Given some 3-argument function "f":
   f(x,y,z) // normal call
   f(x,y) // new function "g", where g(z)=f(x,y,z)
   f(x) // new function "g", where g(y,z)=f(x,y,z)
   f(x,_,z) // new function "g", where g(y)=f(x,y,z)
   etc.
FC++ full functoids exhibit built-in currying. This is basically a
terser syntax for what boost::bind does.

> > - infix function syntax

Given a two-argument function "f":
   x ^f^ y // same as f(x,y)
This is syntax sugar. Often things like
   x ^plus^ 3
are easier to read than
   plus(3,x)
because it seems more natural. (Haskell uses ` instead of ^)

Of course, if f is a 3-arg full functoid, then
   x ^f^ y // new function "g", where g(z)=f(x,y,z)

> > - dynamically bound functions (indirect functoids)

Described above.

> > - effect combinators

Suppose "write_log" is a function which takes a string and writes it to a
log file, and "do_foo" is a function that does "something". Then
   before( curry1(write_log,"about to call do_foo"), do_foo )
results in a new function which behaves just like do_foo() except that
it writes a message to the log file before executing. "before" is an
"effect combinator"; it prepends an effect onto an existing function.

(Note that the construct "curry1(f,x)" creates a thunk of "f(x)", that is
   curry1(f,x) // new function "g", where g()=f(x)
The name curryN is a historical misnomer; I should really change it in
the boostified version of FC++.)

> > - interfaces to STL via iterators

E.g.
   fcpp::list<int> l( v.begin(), v.end() )
   ... l.begin() ...

> > - ways to transform normal C++ functions/methods into functoids

   fcpp::ptr_to_fun( foo )
Results in a full functoid, regardless if "foo" is a function pointer,
or a method pointer, or an STL adaptable function, or whatnot.

> > - a lambda sublanguage, with syntax for lambda, let, letrec,

Somewhat similar to boost::lambda (the lambda library), but with a
number of markedly different design decisions.

> > do-notation, and monad comprehensions

More monad stuff I won't try to explain.

David also said:
> "polymorphic function" (please give *complete* definitions). Also, I
> know the docs are going to discuss "2nd order polymorphic functions"
> at some point, if I can get that far. Please define that too.

The functional programming community will sometimes talk about "rank-N
polymorphism", where N is some integer. A (mildly) interesting feat is
to be able to implement this (I'm inventing random syntax; hopefully
you'll get the gist):

   // Use normal function notation.
   // Use <> for tuples (e.g. <1,2> is a pair).
   let apply1( f, x ) = f(x,x)
   let apply2( f, x, y ) = < f(x,x), f(y,y) >
         
   // Example of rank-1 polymorphism
   apply1( plus, 3 ) // yields 6
   apply1( plus, "foo" ) // yields "foofoo"

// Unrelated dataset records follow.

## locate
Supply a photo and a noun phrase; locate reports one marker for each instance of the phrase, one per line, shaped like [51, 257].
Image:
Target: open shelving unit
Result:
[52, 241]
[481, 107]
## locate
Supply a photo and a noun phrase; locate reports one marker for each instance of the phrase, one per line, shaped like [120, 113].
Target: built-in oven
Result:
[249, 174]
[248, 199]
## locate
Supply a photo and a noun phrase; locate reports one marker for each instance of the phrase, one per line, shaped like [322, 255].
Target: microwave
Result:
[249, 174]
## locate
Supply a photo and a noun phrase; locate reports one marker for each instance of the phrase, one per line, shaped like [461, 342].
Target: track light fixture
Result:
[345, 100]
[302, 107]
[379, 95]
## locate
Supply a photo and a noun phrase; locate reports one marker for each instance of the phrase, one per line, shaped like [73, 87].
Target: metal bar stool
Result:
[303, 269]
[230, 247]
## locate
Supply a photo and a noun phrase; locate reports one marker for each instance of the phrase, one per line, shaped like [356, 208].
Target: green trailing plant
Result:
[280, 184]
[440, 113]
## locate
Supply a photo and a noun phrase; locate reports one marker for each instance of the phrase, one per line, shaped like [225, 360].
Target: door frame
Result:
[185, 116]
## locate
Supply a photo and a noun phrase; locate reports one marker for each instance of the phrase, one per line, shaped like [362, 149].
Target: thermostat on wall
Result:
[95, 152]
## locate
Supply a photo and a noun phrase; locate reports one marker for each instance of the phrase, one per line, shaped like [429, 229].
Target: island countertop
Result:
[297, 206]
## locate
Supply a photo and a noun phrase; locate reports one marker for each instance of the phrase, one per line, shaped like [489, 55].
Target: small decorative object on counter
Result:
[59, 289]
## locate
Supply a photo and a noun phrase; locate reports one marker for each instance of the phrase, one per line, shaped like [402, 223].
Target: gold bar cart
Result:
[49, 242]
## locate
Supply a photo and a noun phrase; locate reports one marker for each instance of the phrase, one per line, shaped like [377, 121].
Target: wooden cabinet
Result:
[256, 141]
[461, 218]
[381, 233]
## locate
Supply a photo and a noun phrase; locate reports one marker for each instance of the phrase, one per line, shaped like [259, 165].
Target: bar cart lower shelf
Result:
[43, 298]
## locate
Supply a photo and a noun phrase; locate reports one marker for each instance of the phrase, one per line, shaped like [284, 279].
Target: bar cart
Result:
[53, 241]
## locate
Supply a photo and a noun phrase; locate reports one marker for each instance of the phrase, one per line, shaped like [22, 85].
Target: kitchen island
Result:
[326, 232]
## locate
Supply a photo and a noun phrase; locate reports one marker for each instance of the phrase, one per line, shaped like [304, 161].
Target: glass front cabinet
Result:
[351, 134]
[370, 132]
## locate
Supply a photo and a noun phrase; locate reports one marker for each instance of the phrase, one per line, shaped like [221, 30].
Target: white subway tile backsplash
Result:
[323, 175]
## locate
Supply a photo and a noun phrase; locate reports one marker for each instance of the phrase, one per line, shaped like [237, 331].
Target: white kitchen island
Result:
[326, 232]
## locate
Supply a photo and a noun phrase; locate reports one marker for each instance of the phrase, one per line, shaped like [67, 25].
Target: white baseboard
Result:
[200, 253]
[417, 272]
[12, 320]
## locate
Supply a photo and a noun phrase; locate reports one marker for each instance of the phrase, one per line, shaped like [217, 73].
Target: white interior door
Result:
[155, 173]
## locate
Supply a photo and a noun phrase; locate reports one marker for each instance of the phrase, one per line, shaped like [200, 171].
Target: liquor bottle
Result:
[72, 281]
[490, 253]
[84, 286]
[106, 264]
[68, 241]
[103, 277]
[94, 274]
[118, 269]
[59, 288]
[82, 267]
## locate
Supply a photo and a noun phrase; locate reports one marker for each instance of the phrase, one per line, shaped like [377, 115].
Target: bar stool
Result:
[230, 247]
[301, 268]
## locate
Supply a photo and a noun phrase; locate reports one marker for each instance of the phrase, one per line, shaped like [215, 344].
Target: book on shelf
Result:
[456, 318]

   // Example of rank-2 polymorphism
   apply2( plus, 3, "foo" ) // yields < 6, "foofoo" >

Note that apply1() is polymorphic (it works on arguments of different
types), but inside apply1(), f is used only monomorphically. Inside
apply2(), f is used polymorphically (used on two different types during
one invocation of the function). Being able to implement rank-2
polymorphism in FC++ was somehow notable to the functional programming
community. (In fact, FC++ (C++) implements arbitrary rank
polymorphism, since templates just get "expanded out" by the compiler
at compile-time. Conversely, most FPL implementations use a uniform
representation, which makes rank-N polymorphism less straightforward to
implement.)

Hope that helps a bit.

I should note that the description above outlines the general
capabilities of the library, but says little about its actual contents.
The library defines probably 100 or so functoids and maybe 10 data
structures; most of these mimic Haskell's standard library and are just
your basic assortment of useful stuff for doing FP.